Retrieving and processing systemd-logs
Open5Gs Network function logs
The 5G-Core-Unit consists of several Network-function as shown in this image, e.g. UPF, AMF…
The gNB (or GNodeB) and the UE (User Equipment) are however not part of the core. [1]
Each network function and its corresponding Linux service writes log data to the /var/log/open5gs/ directory.

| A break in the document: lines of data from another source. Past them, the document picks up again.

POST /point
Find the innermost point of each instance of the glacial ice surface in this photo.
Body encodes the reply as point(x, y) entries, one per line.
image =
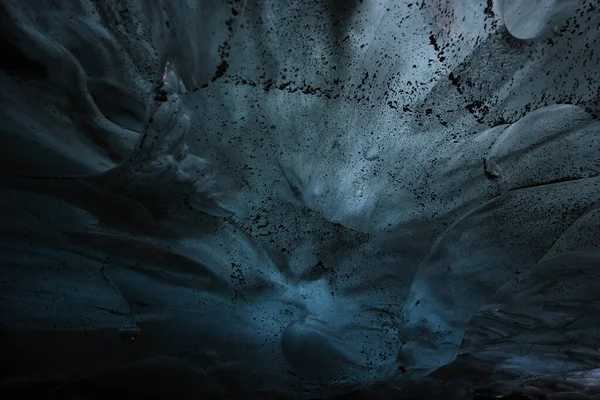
point(300, 199)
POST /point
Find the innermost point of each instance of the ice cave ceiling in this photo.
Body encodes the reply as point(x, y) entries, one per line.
point(294, 199)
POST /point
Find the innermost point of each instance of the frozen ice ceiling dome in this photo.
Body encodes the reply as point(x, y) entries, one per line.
point(300, 199)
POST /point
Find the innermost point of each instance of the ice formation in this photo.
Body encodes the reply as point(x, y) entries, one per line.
point(293, 199)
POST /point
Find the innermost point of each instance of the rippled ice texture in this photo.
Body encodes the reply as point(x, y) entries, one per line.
point(294, 198)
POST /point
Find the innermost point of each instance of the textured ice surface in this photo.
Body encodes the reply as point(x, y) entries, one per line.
point(292, 198)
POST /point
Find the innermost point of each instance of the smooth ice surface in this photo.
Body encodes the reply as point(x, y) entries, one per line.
point(301, 199)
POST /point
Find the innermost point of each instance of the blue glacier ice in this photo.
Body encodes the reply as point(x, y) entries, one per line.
point(294, 200)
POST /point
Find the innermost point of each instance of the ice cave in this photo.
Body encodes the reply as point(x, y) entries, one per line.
point(300, 199)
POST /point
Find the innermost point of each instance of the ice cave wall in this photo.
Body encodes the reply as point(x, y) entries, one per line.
point(299, 197)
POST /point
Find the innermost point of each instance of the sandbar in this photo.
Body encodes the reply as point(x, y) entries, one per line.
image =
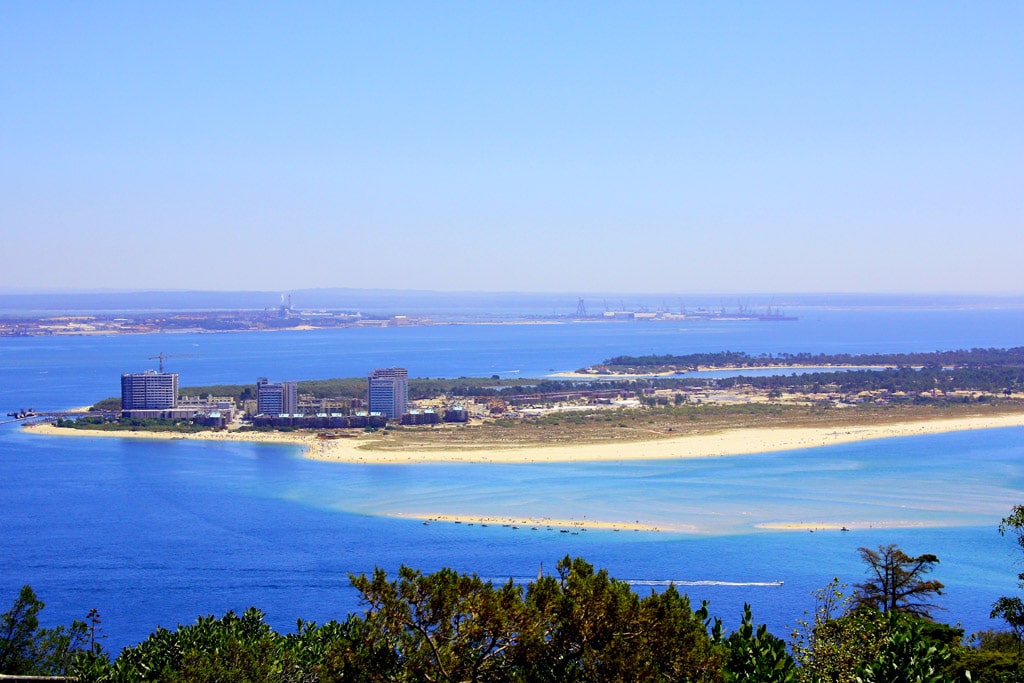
point(544, 523)
point(364, 449)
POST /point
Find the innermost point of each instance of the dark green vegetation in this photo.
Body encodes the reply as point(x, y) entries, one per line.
point(691, 361)
point(131, 424)
point(578, 626)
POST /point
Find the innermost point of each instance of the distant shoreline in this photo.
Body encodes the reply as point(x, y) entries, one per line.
point(364, 449)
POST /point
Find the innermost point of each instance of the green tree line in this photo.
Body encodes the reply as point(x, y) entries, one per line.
point(963, 357)
point(578, 626)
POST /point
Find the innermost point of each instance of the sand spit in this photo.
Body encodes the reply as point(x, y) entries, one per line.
point(727, 442)
point(543, 523)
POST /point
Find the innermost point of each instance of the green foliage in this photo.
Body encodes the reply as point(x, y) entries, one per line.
point(758, 656)
point(896, 582)
point(28, 649)
point(579, 626)
point(132, 424)
point(1011, 609)
point(107, 404)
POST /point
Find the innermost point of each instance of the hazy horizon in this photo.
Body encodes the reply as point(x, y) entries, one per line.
point(723, 148)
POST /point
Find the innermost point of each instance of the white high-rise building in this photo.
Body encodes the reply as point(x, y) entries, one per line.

These log files can be accessed either by directly reading the files (which requires root access) or by using the
journalctl command. The journalctl command takes approximately 300 times longer than simply reading the log files
directly. Due to the possibility of changing settings and therefore variable log destinations, the tool first attempts
to locate the log files in the provided directory. If no log files are found, the tool then executes the journalctl
command.
open5g_rake
The diagram illustrates the fundamental principle of the open5g_rake module. The user creates an Open5GRake
instance, which enables the caller to directly access the log data via the rake_raw() function or parse it
into a validated RFC 8259 JSON string using the rake_json() function. Upon initialization, Open5GRake
creates a list of Service objects based on systemd’s output. Each service instance can retrieve its log
data and pass it back when necessary.
Service-Object
The Service-Object is utilized to streamline access to systemd-service data (status/logs). The function
__get_status() is invoked to update its private attribute __status, which retains information pertaining to
the service.
Status
status - The service is either active or inactive
since - When the service starts or ends a date is stored
memory - The memory used by the service
cpu - Amount in milliseconds the service used on the CPU
result = Bash().run(BashCommands.CTL_STATUS.value.format(service_name=self.service_name))
The Bash().run() executes the bash command systemctl status open5gs-upfd.service which has different
output strings for active and inactive services.
systemctl status open5gs-upfd.service output (when active)● open5gs-upfd.service - Open5GS UPF Daemon
Loaded: loaded (/lib/systemd/system/open5gs-upfd.service; enabled; vendor preset: enabled)
Active: active (running) since Sat 2024-01-06 03:20:23 CET; 58min ago
Main PID: 2948 (open5gs-upfd)
Tasks: 2 (limit: 2200)
Memory: 2.0M
CPU: 189ms
CGroup: /system.slice/open5gs-upfd.service
└─2948 /usr/bin/open5gs-upfd -c /etc/open5gs/upf.yaml
systemctl status open5gs-upfd.service output (when inactive)○ open5gs-upfd.service - Open5GS UPF Daemon
Loaded: loaded (/lib/systemd/system/open5gs-upfd.service; enabled; vendor preset: enabled)
Active: inactive (dead) since Sat 2024-01-06 04:46:29 CET; 5s ago
Process: 2948 ExecStart=/usr/bin/open5gs-upfd -c /etc/open5gs/upf.yaml (code=exited, status=0/SUCCESS)
Main PID: 2948 (code=exited, status=0/SUCCESS)
CPU: 261ms
As demonstrated above, the most significant element missing for an inactive service is the memory portion, which necessitates consideration in the regular expression pattern.
status_pattern = re.compile(r'Active:\s' # Looking for Active: with a trailing whitespace
r'(?P<status>\w+)' # Followed by (active/inactive) and grouped
r'.*?' # Followed by a random amount of character
r'(?<=since)[\D\s]*' # The date is prefixed by since and an abbreviation of the day
r'(?P<date>[\d\s\-:]+)' # The date consists of digits, whitespaces and the
# character [-:]. Includes trailing whitespace.
r'(.*?Memory:\s(?P<memory>[\d.]+))?' # The Memory info only exists if the service is active -> ()?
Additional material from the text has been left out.